Between all those pads, buttons, and sticks on the front of the Steam Deck OLED is its new screen. If there was any weak point to the older Steam Deck, it was the screen, which was a little dim, not super colorful, and at only 7 inches diagonal, a bit small. All of that changes with the new display. It uses OLED technology to show a much more vivid picture that can get way brighter (600 nits in standard dynamic range, and 1,000 nits peak when used with HDR games, up from a peak of 400 nits on the old LCD) as well as way darker, since pixels on OLED screens can fully turn off, making for inky-black blacks. The OLED display is slightly bigger too, with an additional 0.4 inches on the diagonal, and with a faster 90-Hz refresh rate for a smoother look in less graphically intensive games and the Deck’s menus.

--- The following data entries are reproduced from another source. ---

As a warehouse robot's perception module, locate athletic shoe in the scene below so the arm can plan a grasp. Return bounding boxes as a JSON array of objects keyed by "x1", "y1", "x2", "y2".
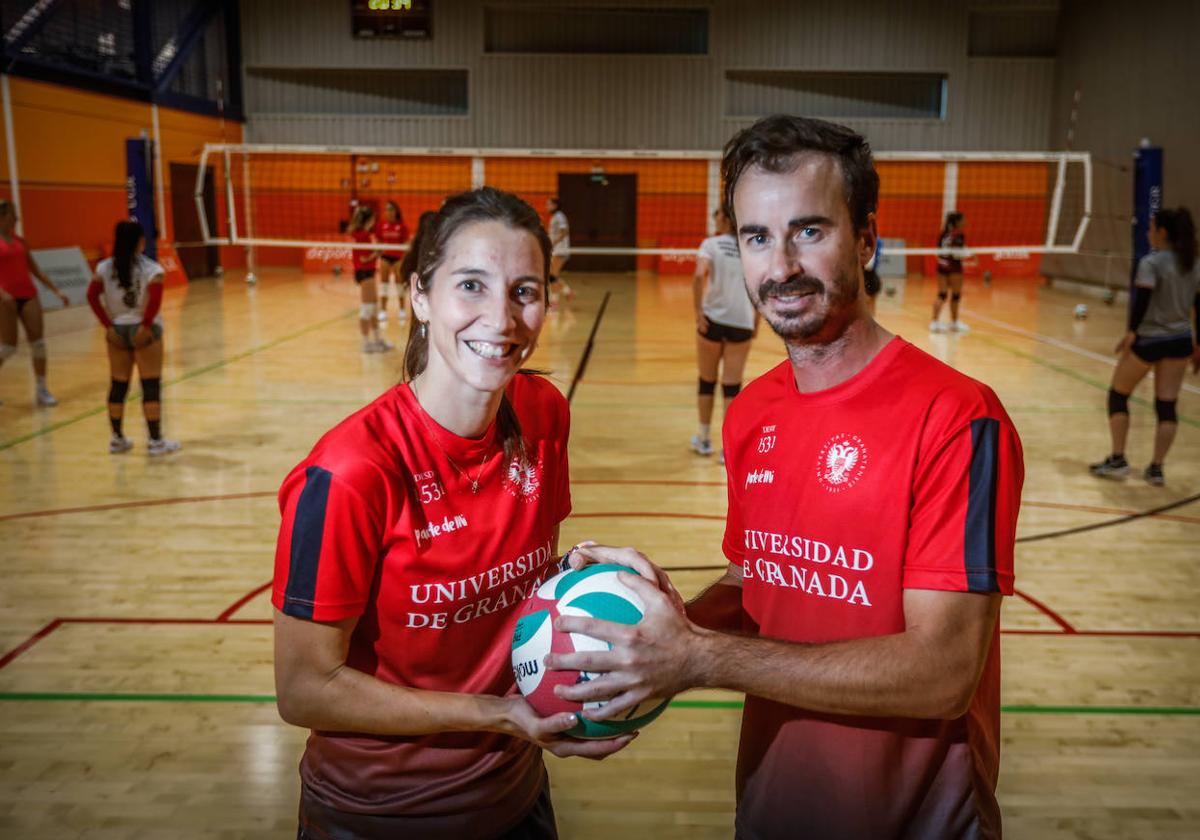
[
  {"x1": 146, "y1": 438, "x2": 182, "y2": 456},
  {"x1": 1087, "y1": 455, "x2": 1129, "y2": 481},
  {"x1": 1141, "y1": 463, "x2": 1166, "y2": 487}
]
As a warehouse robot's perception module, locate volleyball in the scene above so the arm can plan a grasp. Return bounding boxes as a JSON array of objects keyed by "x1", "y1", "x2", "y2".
[{"x1": 512, "y1": 563, "x2": 667, "y2": 738}]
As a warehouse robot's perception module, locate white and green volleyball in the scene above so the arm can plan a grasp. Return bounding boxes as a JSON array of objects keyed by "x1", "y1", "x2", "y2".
[{"x1": 512, "y1": 563, "x2": 668, "y2": 738}]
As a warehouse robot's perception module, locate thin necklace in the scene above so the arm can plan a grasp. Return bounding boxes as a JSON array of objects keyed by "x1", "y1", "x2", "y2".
[{"x1": 408, "y1": 380, "x2": 491, "y2": 496}]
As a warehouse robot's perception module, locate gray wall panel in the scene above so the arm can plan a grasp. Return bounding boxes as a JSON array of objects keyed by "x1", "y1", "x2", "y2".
[{"x1": 242, "y1": 0, "x2": 1056, "y2": 150}]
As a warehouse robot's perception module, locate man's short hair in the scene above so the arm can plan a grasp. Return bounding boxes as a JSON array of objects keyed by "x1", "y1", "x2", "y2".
[{"x1": 721, "y1": 114, "x2": 880, "y2": 229}]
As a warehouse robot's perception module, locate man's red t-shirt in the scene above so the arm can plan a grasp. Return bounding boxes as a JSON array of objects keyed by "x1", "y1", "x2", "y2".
[
  {"x1": 271, "y1": 374, "x2": 571, "y2": 838},
  {"x1": 350, "y1": 230, "x2": 379, "y2": 271},
  {"x1": 0, "y1": 234, "x2": 37, "y2": 299},
  {"x1": 724, "y1": 338, "x2": 1024, "y2": 840},
  {"x1": 376, "y1": 218, "x2": 408, "y2": 259}
]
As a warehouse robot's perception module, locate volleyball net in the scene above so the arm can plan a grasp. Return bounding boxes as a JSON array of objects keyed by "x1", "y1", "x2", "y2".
[{"x1": 196, "y1": 144, "x2": 1092, "y2": 270}]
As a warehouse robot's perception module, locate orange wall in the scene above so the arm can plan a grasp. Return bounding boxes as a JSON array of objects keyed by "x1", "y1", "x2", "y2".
[{"x1": 0, "y1": 77, "x2": 242, "y2": 266}]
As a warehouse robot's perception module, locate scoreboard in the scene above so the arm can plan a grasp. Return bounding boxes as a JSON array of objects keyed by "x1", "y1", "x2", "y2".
[{"x1": 350, "y1": 0, "x2": 433, "y2": 38}]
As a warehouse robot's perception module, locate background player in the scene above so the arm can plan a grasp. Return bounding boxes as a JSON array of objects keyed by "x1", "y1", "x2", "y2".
[
  {"x1": 346, "y1": 204, "x2": 395, "y2": 353},
  {"x1": 691, "y1": 210, "x2": 758, "y2": 463},
  {"x1": 1088, "y1": 208, "x2": 1200, "y2": 486},
  {"x1": 0, "y1": 199, "x2": 71, "y2": 407},
  {"x1": 272, "y1": 187, "x2": 631, "y2": 840},
  {"x1": 88, "y1": 221, "x2": 180, "y2": 455},
  {"x1": 546, "y1": 197, "x2": 575, "y2": 306},
  {"x1": 929, "y1": 212, "x2": 971, "y2": 332},
  {"x1": 376, "y1": 202, "x2": 408, "y2": 324}
]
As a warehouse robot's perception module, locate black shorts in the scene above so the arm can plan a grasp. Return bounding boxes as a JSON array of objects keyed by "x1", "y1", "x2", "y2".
[
  {"x1": 1129, "y1": 336, "x2": 1192, "y2": 365},
  {"x1": 696, "y1": 319, "x2": 754, "y2": 344}
]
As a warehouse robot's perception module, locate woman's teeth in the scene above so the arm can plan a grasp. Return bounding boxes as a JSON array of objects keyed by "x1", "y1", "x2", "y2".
[{"x1": 467, "y1": 341, "x2": 512, "y2": 359}]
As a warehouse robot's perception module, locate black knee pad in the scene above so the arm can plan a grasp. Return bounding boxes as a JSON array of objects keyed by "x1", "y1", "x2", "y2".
[
  {"x1": 1109, "y1": 388, "x2": 1129, "y2": 418},
  {"x1": 142, "y1": 377, "x2": 162, "y2": 402},
  {"x1": 1154, "y1": 400, "x2": 1180, "y2": 422},
  {"x1": 108, "y1": 379, "x2": 130, "y2": 403}
]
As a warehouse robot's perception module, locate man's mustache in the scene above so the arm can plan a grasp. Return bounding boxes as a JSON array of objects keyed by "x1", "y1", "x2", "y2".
[{"x1": 758, "y1": 274, "x2": 824, "y2": 304}]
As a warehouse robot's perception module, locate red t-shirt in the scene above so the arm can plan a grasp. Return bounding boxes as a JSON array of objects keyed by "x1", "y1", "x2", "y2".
[
  {"x1": 724, "y1": 338, "x2": 1025, "y2": 840},
  {"x1": 271, "y1": 374, "x2": 571, "y2": 838},
  {"x1": 376, "y1": 218, "x2": 408, "y2": 259},
  {"x1": 350, "y1": 230, "x2": 379, "y2": 271},
  {"x1": 0, "y1": 234, "x2": 37, "y2": 298}
]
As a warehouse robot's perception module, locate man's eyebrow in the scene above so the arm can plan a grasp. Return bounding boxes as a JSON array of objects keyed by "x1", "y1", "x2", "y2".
[{"x1": 787, "y1": 215, "x2": 833, "y2": 228}]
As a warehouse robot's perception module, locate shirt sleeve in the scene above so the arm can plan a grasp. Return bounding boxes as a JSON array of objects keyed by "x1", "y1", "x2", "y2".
[
  {"x1": 271, "y1": 464, "x2": 383, "y2": 622},
  {"x1": 1133, "y1": 254, "x2": 1158, "y2": 289},
  {"x1": 556, "y1": 388, "x2": 571, "y2": 522},
  {"x1": 902, "y1": 409, "x2": 1025, "y2": 595}
]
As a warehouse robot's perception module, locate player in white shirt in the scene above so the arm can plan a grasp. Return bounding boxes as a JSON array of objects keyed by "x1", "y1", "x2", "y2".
[
  {"x1": 691, "y1": 210, "x2": 758, "y2": 463},
  {"x1": 546, "y1": 198, "x2": 575, "y2": 305},
  {"x1": 88, "y1": 221, "x2": 180, "y2": 455}
]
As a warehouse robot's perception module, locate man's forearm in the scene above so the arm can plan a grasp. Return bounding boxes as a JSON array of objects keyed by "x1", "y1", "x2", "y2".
[{"x1": 689, "y1": 587, "x2": 998, "y2": 719}]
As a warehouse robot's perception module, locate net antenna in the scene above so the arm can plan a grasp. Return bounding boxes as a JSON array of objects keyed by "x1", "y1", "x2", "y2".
[{"x1": 196, "y1": 143, "x2": 1092, "y2": 262}]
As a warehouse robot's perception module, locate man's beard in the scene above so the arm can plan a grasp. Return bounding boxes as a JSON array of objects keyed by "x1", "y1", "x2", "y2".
[{"x1": 758, "y1": 265, "x2": 858, "y2": 341}]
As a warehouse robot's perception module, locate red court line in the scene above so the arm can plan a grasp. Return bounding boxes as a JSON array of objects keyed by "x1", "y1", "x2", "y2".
[
  {"x1": 1013, "y1": 589, "x2": 1078, "y2": 632},
  {"x1": 0, "y1": 490, "x2": 276, "y2": 522},
  {"x1": 217, "y1": 581, "x2": 271, "y2": 623},
  {"x1": 0, "y1": 618, "x2": 62, "y2": 668}
]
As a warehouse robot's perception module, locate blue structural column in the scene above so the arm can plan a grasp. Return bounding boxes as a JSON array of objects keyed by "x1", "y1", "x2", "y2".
[{"x1": 1129, "y1": 140, "x2": 1163, "y2": 285}]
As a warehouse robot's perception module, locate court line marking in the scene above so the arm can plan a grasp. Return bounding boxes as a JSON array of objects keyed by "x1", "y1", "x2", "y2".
[
  {"x1": 0, "y1": 310, "x2": 354, "y2": 451},
  {"x1": 0, "y1": 691, "x2": 1200, "y2": 716},
  {"x1": 962, "y1": 310, "x2": 1200, "y2": 394}
]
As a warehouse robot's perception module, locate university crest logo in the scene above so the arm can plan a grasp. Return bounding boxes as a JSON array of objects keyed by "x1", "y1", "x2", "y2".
[{"x1": 817, "y1": 434, "x2": 868, "y2": 493}]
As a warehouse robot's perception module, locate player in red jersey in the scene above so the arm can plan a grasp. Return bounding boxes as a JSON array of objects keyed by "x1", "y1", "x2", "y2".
[
  {"x1": 376, "y1": 202, "x2": 408, "y2": 324},
  {"x1": 0, "y1": 199, "x2": 71, "y2": 407},
  {"x1": 346, "y1": 204, "x2": 395, "y2": 353},
  {"x1": 547, "y1": 116, "x2": 1024, "y2": 840},
  {"x1": 272, "y1": 187, "x2": 630, "y2": 840}
]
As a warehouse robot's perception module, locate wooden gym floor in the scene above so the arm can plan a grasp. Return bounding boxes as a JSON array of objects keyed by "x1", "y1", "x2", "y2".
[{"x1": 0, "y1": 271, "x2": 1200, "y2": 840}]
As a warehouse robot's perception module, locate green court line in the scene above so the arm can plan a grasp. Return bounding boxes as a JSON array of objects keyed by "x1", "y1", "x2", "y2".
[
  {"x1": 0, "y1": 310, "x2": 354, "y2": 451},
  {"x1": 972, "y1": 332, "x2": 1200, "y2": 428},
  {"x1": 0, "y1": 691, "x2": 1200, "y2": 716}
]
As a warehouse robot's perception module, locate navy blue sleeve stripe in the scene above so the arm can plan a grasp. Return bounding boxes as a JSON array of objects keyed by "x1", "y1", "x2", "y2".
[
  {"x1": 962, "y1": 418, "x2": 1000, "y2": 592},
  {"x1": 283, "y1": 467, "x2": 334, "y2": 619}
]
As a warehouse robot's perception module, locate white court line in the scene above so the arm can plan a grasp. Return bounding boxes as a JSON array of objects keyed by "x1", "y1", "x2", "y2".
[{"x1": 962, "y1": 310, "x2": 1200, "y2": 394}]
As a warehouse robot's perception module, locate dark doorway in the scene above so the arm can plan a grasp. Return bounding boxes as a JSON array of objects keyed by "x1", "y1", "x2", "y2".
[
  {"x1": 558, "y1": 173, "x2": 637, "y2": 271},
  {"x1": 170, "y1": 163, "x2": 220, "y2": 280}
]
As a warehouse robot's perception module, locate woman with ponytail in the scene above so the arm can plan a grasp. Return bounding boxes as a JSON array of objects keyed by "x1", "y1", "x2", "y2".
[
  {"x1": 1090, "y1": 208, "x2": 1200, "y2": 486},
  {"x1": 272, "y1": 187, "x2": 630, "y2": 840},
  {"x1": 88, "y1": 221, "x2": 180, "y2": 455}
]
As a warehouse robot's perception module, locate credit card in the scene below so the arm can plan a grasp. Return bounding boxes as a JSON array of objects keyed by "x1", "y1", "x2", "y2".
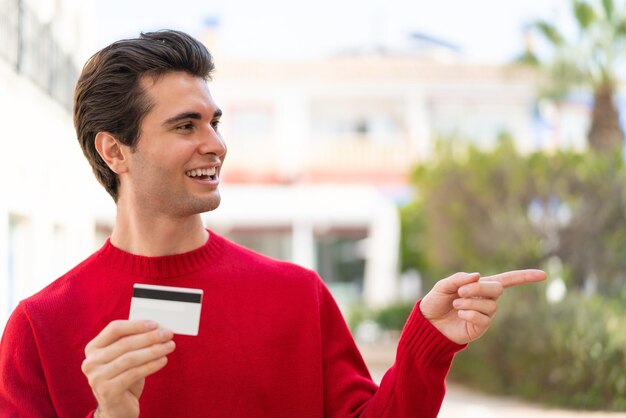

Specs aside, this screen is eye-poppingly gorgeous and a huge upgrade. Even in the sunny corner of my apartment, where the original Deck’s screen struggles to be seen, the OLED version cuts through the glare. In HDR-capable titles like Cyberpunk 2077, the glitzy neon signs and streetlights of Night City were intense as I drove a long-dead rock star’s Porsche through the rainy streets. Later in the game, I snooped around a downloaded crime scene for clues and had to squint my eyes during a flashlight-bright transition sequence. You have to see this screen to believe it; even if your favorite titles don’t have HDR support, everything you play on the new Deck looks more punchy.

Power Struggle

Gamers are a notorious lot, always craving more and more horsepower from their devices. Well, the newest Steam Deck OLED doesn’t address those desires at all. In fact, Valve has gone harder in the direction of efficiency, using a new custom chip—manufactured with an improved 6-nm process, for you processor nerds—to decrease power usage at the same speeds overall.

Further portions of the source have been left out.